In January 1827, the Kentucky General Assembly passed an Act authorizing the citizens of Oldham County to vote to select their seat of justice, providing that not more than two places be put in nomination and that one of them be Westport, the river town on the Ohio River that was at the time serving as the county seat.
William Berry Taylor, owner of much land in Oldham County, submitted a proposal to the county court offering a fifty-acre tract of land at the crossroads of the Westport-Shelbyville and Louisville-New Castle roads, two of the county's most important routes, for the purpose of creating a new county seat. Although well situated on high ground with a spring, the property was selected by only one vote.
In May, 1827, Taylor conveyed the fifty acres to the newly appointed trustees of the town. He decreed that the town should be named La Grange in honor of General La Fayette, who had visited in the vicinity during his 1824 trip around the United States and whose home in France was called "La Grange." Taylor stipulated that the trustees select the ground necessary for a courthouse, a courtyard, a jail, and a stray pen, a half acre lot for a church, an additional half acre for a burial ground, and a half acre lot for a schoolhouse and spring lot. A parcel equal in size to the above was to be reserved for him. The remaining land was to be divided into lots and sold.
William T. Barbour, son-in-law of William Berry Taylor, was selected to survey the land and lay off the town into streets and lots. On July 24, 1827 he submitted his plot to the trustees, and on July 30, 1827 the first 56 of the 96 town lots were sold at public auction to a large group of people, many of whom later settled in the town. La Grange was laid out in a sixteen-block gridiron format with the courthouse square located prominently near the center of town. The county courts moved to a temporary building constructed on the La Grange courthouse square for their July, 1827 session and immediately ordered that a permanent courthouse be built. However, before the one-story wood-framed, gable-roofed courthouse was completed in September, 1828, an Act of the General Assembly generated by political pressure returned the seat of justice to Westport. Not until 1838 did a second citizen's vote return the county seat permanently to La Grange.

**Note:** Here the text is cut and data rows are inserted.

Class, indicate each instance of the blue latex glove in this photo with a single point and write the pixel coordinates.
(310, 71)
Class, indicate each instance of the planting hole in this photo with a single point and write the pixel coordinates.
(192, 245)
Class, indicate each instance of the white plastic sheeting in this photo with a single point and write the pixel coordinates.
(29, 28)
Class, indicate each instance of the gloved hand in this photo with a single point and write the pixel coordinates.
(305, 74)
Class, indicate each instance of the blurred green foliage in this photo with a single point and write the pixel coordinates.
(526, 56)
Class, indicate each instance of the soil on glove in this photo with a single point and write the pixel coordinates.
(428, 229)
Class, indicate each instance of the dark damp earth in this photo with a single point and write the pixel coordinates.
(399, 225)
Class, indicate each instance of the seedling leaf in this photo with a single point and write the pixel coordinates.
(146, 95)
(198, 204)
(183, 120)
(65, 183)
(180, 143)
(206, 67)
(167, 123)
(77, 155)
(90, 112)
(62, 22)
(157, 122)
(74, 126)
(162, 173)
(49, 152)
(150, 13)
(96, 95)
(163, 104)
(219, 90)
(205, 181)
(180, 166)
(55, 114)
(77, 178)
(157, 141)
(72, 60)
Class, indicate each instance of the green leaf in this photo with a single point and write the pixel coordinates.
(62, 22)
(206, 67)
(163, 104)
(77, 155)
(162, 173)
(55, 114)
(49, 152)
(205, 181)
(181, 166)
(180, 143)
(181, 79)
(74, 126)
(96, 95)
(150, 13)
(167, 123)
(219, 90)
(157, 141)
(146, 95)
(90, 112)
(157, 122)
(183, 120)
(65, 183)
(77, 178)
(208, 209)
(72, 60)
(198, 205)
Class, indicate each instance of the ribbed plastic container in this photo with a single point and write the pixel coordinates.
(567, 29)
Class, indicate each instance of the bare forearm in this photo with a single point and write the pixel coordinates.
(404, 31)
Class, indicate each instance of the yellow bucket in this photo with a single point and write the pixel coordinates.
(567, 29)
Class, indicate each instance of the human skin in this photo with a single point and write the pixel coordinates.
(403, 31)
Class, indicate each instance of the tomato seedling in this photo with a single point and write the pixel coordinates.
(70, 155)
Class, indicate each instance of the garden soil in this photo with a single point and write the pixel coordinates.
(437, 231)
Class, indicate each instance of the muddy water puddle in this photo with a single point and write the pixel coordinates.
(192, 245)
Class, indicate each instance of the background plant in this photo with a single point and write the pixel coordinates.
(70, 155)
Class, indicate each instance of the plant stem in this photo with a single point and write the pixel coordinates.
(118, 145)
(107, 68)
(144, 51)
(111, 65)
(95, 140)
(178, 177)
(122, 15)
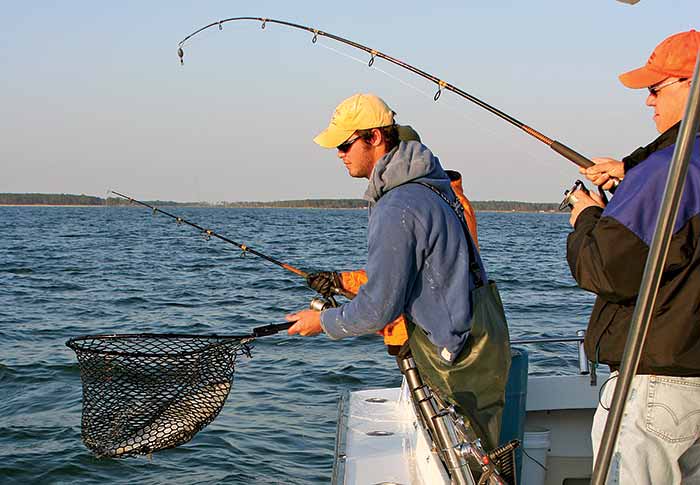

Almost no development occurred in La Grange before 1838. The population of the town in 1830 was only 27. Very little is known of who lived in La Grange then. One altered, double-pen log house at 207 North Walnut Street, outside the district, could date to this early period. Otherwise, no structures from this time remain. According to John T. Ballard, an early resident, almost nothing but the empty courthouse was there in the 1830s. The 1838 return of the county courts to La Grange clearly was the catalyst for the first development. The town was incorporated in 1840, by which time the population had reached 233. According to Ballard, La Grange was bursting with residential and commercial building activity in the early 1840s. The Baptists, the earliest religious group established in La Grange, built a church about 1838 or 1839; the first Methodist Episcopal Church was constructed in 1842; the first Christian Church dated from about 1845. Funk Seminary, the town's prestigious school that evolved into Masonic College, was established in 1842. All these institutions were houses in substantial brick structures. In 1846, Lewis Collins in his Historical Sketches of Kentucky reported the presence of six lawyers, three physicians, five stores, and twelve to fifteen mechanic's shops. One wooden hotel is also known to have existed.
But it was the 1851 arrival of the railroad that really cemented the town's future. In 1830 the Lexington and Ohio Railroad Company was set up to build a railroad between Lexington and some point on the Ohio River, but by 1834 construction had stopped and only the portion between Lexington and Frankfort had been completed. In 1847 the newly established Louisville and Frankfort Railroad Company bought out the interests of the old company and began construction at both terminuses on a new line to connect Louisville and Frankfort. The track was completed in 1851 and was routed then, as it is today, straight down La Grange's Main Street. With the arrival of the railroad came the immediate expansion of the original town so that La Grange, for the first time, was able to compete with Westport as a commercial and shipping center. Even before the tracks were laid in 1851, two parcels of land—Taylor's Enlargement and Barbour's Enlargement—were subdivided and platted along the railroad right-of-way to the east of town. In 1854, the town's boundary was officially enlarged.